47. The recombinant microorganism of claim 46, wherein the regulatable promoter operably linked to the gene encoding the heterologous recombinase enzyme and the regulatable promoter operably linked to the gene encoding the heterologous protein are inducible and activated by the same inducer.

48. The recombinant microorganism of claim 46 or claim 47, wherein the removable coding sequence further comprises a gene encoding a cytotoxic agent operably linked to a regulatable promoter, wherein the gene encoding a cytotoxic agent is downstream / 3’ to the gene encoding a protein having a function essential to replication of the microorganism.

49. The recombinant microorganism of claim 48, wherein the regulatable promoter operably linked to the cytotoxic agent is different from the regulatable promoter operably linked to the heterologous recombinase enzyme and the regulatable promoter operably linked to the gene encoding the heterologous protein.

50. The recombinant microorganism of claim 48 or claim 49, wherein the cytotoxic agent is a herpes simplex virus (HSV) thymidine kinase.

51. The recombinant microorganism of any one of claims 48-50, wherein the regulatable promoter operably linked to the cytotoxic agent is a TEF1 promoter.

52. The recombinant microorganism of any one of claims 46-51, wherein the host microorganism is selected from the group consisting of a yeast, a bacterium, and a cyanobacterium.

53. The recombinant microorganism of claim 52, wherein the host microorganism is a yeast.

54. The recombinant microorganism of claim 53, wherein the yeast is Saccharomyces cerevisiae.

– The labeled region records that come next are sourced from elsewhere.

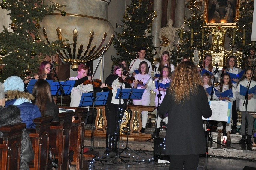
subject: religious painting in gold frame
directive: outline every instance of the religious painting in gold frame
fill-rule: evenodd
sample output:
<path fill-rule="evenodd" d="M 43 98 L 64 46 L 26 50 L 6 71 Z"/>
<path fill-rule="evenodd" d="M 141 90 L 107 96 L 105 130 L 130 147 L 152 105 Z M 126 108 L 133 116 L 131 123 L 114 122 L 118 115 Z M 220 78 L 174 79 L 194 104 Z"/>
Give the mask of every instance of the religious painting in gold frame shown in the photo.
<path fill-rule="evenodd" d="M 235 26 L 239 17 L 240 2 L 240 0 L 205 0 L 204 16 L 206 26 Z"/>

55. The recombinant microorganism of any one of claims 46-54, wherein the gene encoding the protein having a function essential to replication of the host microorganism is an endogenous DNA polymerase.

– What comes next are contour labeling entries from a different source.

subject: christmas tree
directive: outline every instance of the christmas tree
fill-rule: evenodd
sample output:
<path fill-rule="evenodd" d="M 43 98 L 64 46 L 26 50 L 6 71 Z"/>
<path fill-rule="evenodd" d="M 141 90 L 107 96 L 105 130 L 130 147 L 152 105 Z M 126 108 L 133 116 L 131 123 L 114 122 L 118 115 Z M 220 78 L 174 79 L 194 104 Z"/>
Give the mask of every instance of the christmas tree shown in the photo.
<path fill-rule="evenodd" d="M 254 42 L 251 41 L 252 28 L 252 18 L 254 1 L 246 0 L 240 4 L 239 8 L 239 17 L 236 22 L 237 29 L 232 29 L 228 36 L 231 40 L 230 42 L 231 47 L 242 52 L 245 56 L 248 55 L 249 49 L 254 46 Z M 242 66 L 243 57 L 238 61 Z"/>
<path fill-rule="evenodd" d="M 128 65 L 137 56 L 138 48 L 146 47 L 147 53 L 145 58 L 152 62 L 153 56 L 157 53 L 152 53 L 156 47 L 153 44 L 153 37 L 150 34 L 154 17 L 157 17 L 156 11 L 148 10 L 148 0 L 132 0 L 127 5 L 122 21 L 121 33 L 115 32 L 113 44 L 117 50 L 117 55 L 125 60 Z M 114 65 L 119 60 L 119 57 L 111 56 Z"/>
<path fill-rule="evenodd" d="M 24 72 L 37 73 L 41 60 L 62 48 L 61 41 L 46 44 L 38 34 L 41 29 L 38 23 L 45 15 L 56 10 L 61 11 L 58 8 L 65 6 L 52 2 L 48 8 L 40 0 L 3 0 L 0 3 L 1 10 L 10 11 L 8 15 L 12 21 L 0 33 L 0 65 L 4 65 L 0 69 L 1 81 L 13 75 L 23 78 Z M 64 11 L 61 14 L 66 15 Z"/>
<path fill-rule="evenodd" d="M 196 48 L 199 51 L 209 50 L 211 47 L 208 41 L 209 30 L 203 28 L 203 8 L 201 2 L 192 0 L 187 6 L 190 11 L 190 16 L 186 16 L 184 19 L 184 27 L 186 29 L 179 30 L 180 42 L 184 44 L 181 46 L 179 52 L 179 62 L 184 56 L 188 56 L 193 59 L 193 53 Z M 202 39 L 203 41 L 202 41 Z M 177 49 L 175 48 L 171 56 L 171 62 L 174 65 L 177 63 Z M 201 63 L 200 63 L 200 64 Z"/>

56. The recombinant microorganism of any one of claims 46-55, wherein the heterologous recombinase enzyme is Cre recombinase and the recombination sites are lox sites.

57. The recombinant microorganism of claim 46 or 47, wherein the regulatable promoter is a Gal 10 promoter.

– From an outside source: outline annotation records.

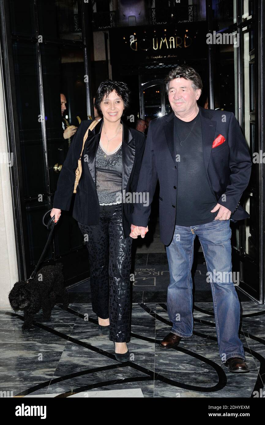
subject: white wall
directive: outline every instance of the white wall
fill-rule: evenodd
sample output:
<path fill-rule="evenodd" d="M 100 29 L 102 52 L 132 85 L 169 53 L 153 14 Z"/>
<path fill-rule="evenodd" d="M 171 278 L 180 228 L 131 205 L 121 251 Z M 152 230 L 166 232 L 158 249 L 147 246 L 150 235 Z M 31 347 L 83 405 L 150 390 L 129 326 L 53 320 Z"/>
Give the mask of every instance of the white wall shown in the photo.
<path fill-rule="evenodd" d="M 18 280 L 9 178 L 5 103 L 0 63 L 0 309 L 11 309 L 8 294 Z M 4 160 L 5 157 L 8 161 Z M 11 157 L 9 155 L 10 159 Z M 10 163 L 11 162 L 10 162 Z"/>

58. The recombinant microorganism of any one of claims 46-57, wherein the heterologous protein is selected from the group consisting of a hormone, an anti-inflammatory protein, a cell-wall permeabilizing agent, an immunogen, a virus like particle (VLP) forming protein sequence, preferably wherein said VLP-forming protein sequence comprises a viral structural protein or functional fragment thereof, and combinations thereof.

59. The recombinant microorganism of claim 58, wherein said viral structural protein comprises a capsid protein, a matrix protein, a GAG protein, a GAG-homology protein, an envelope protein, functional fragments thereof, or combinations thereof.

60. The recombinant microorganism of claim 58 or claim 59, wherein the cell wall permeablizing agent is selected from the group consisting of a cell wall degrading enzyme, and an inhibitor of cell wall biosynthesis.

61. The recombinant microorganism of claim 60, wherein the cell wall degrading enzyme is selected from the group consisting of a mannase, a glucanase, and a chitinase.

62. The recombinant microorganism of any one of claims 57-61, wherein the immunogen is selected from the group consisting of an influenza hemagglutinin, an influenza neuraminidase, and a coronaviral spike protein.